Five years later, it is time to assess progress achieved in the policy areas covered by the Recommendation (health policy, youth policy, workplace policy, and welfare policy). This report complements a legal document prepared by the OECD on the implementation of the Recommendation five years after its adoption, and adds quantitative evidence to it as well as considerations about the implications of the experiences during the COVID-19 pandemic on future versions of the Recommendation. Policy is in flux in most countries but much more will have to be done to implement the principles and fulfil the promises of the Recommendation.

English

Executive summary

The OECD publication Fit Mind, Fit Job, published in 2015, concluded that an integrated whole‑of-government approach was needed to tackle the poor social, education and employment outcomes of individuals with mental health conditions. Living with such conditions makes it harder to stay and do well in school, to transition to higher education or work, to work effectively and productively, and to stay employed. Changing this is not a task for the health system alone but one that must involve all policy fields. Particularly large improvements can come from measures in four policy areas, namely youth, workplace, welfare and health policy. The importance of policy interventions in these four policy areas was already recognised across OECD countries, all of whom have adhered to the OECD Recommendation on Integrated Mental Health, Skills and Work Policy.
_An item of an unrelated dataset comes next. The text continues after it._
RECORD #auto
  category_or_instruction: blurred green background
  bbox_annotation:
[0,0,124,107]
This Recommendation sets out principles on how countries can strengthen mental health policies through coherent action across three dimensions, including: i) the involvement of front-line stakeholders not normally seen as mental-health actors (the “who” of a good policy approach), ii) a focus on early identification and early intervention in all policy areas (the “when”), and iii) the provision of integrated health, education and employment services (the “what”).